The naira has been experiencing a tumultuous week, with the currency hitting a fresh low in the official market due to high demand for safe-haven currencies.

The naira’s decline on the unofficial market has been even more severe, with the exchange rate being quoted at N1,186/$1 at the P2P, where forex is traded covertly through the crypto market.

The Central Bank of Nigeria (CBN) has stated its intention to periodically intervene in the foreign exchange market to support liquidity. However, speculators continue to have sway, particularly after an eight-year ban on certain items obtaining dollars on the official market was lifted.

The US dollar has performed well against a variety of other currencies, but over the past week, it has declined against the euro, gold, silver, and Bitcoin. US stocks have also fallen, and the 10-year US Treasury yields have rallied to a 16-year high.

Despite the CBN’s efforts to support liquidity, the naira’s decline is a cause for concern for Nigeria’s economy. The country relies heavily on oil exports, and a weaker currency could lead to inflation and a decrease in foreign investment. As such, the CBN will need to continue to monitor the situation closely and take appropriate action to stabilise the currency.

Following President Tinubu’s criticism of monetary policy actions and his vow to end the country’s multiple exchange-rate system, the CBN loosened foreign exchange controls in the middle of June.

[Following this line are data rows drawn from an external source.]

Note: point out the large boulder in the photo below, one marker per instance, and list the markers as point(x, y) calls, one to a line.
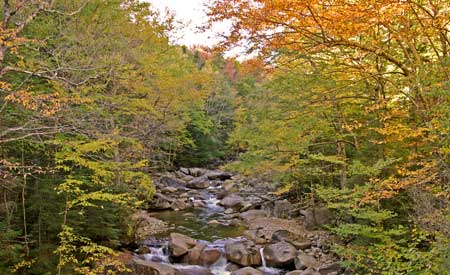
point(247, 271)
point(209, 256)
point(249, 215)
point(232, 201)
point(141, 267)
point(243, 253)
point(180, 244)
point(304, 261)
point(218, 175)
point(280, 254)
point(258, 235)
point(145, 226)
point(286, 236)
point(198, 183)
point(193, 255)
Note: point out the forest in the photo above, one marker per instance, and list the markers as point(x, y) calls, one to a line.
point(337, 110)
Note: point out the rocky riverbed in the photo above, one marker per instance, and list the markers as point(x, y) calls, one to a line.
point(209, 222)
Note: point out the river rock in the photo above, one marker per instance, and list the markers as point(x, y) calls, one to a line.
point(198, 183)
point(253, 214)
point(178, 205)
point(197, 172)
point(287, 236)
point(243, 253)
point(184, 170)
point(170, 181)
point(228, 185)
point(304, 261)
point(310, 271)
point(280, 254)
point(193, 270)
point(232, 201)
point(169, 190)
point(331, 268)
point(218, 175)
point(193, 255)
point(247, 271)
point(180, 244)
point(141, 267)
point(232, 267)
point(257, 235)
point(199, 204)
point(209, 256)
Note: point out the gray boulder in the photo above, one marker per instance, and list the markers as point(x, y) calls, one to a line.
point(247, 271)
point(304, 261)
point(243, 253)
point(180, 244)
point(193, 270)
point(198, 183)
point(218, 175)
point(253, 214)
point(280, 254)
point(232, 201)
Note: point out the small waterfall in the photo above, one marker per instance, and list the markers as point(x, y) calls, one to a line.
point(219, 267)
point(158, 254)
point(264, 268)
point(263, 260)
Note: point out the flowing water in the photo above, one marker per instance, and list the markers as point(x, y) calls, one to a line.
point(197, 224)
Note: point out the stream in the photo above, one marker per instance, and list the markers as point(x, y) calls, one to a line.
point(210, 226)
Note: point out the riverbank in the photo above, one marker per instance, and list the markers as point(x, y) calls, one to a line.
point(216, 223)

However, Nigeria’s FX market remains illiquid despite the CBN’s decision to remove restrictions on the dollar supply coupled with uncleared FX backlogs.

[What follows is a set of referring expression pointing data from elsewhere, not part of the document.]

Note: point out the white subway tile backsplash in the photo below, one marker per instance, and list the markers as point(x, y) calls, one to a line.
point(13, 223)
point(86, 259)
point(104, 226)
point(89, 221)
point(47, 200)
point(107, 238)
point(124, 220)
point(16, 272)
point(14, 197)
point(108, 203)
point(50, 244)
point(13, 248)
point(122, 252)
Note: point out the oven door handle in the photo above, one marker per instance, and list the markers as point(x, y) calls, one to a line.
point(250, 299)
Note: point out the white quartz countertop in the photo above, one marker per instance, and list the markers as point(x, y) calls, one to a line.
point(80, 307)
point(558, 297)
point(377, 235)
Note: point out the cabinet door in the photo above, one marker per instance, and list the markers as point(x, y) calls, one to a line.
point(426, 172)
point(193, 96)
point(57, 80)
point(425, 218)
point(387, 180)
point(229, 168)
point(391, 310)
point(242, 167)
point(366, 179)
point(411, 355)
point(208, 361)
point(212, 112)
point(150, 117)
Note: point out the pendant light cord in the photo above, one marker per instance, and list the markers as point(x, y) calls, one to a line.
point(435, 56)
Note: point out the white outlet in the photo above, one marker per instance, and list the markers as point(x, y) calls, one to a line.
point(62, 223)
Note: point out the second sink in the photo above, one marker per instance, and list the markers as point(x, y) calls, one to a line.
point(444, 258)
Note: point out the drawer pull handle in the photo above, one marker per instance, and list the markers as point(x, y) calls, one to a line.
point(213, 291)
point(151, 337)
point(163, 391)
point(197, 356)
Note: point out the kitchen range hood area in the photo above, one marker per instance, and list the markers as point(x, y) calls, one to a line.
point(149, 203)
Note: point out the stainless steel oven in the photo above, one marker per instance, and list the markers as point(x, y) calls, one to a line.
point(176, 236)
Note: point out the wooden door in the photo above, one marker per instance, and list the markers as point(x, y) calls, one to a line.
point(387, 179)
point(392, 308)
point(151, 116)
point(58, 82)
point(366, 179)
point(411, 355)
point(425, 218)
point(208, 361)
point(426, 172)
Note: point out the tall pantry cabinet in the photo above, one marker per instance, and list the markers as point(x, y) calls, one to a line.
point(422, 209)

Nigeria has been grappling for years to increase the supply of dollars since declining oil revenue put its foreign exchange reserves in jeopardy.

Consequently, speculators in Nigeria’s FX market amplify their appetite for the greenback amid the United States economy’s resilience and the tight labour market.

Federal Reserve Chairman Jerome Powell recently suggested that further interest rate increases may be necessary.

Concerns about interest rates rising steadily increased as benchmark Treasury yields came dangerously close to the 5 percent mark.

President of the Cleveland Federal Reserve, Loretta Mester emphasised the significance of reducing constant queries about the upcoming decisions of the central bank on Friday.

“Limiting speculation about federal funds rate hikes at every meeting could offer helpful stability to firms and markets adjusting to forthcoming hikes.”

Mester is in favour of a second rate increase this year, which would bring the federal funds rate to 575 percent. She stated that the central bank is close to the end of its rate-hiking cycle despite the possibility of an additional increase.

The Fed official, who is scheduled to vote in the Fed’s interest-rate committee in 2024, attested to the fact that the Fed has made tremendous strides in reducing inflation.

She also forecasted a slowdown in the job market and an economic downturn. In 2012, Mester recognised the contribution of Charles Evans in establishing particular standards for interest rate hikes.

That being said, the Federal Reserve’s future path regarding interest rate hikes remains unclear; federal funds futures assign only a 2 percent chance of a rate hike next month and a 25 percent chance by year’s end.

This lack of clarity has contributed to increased market volatility amid the intensifying conflict in Israel.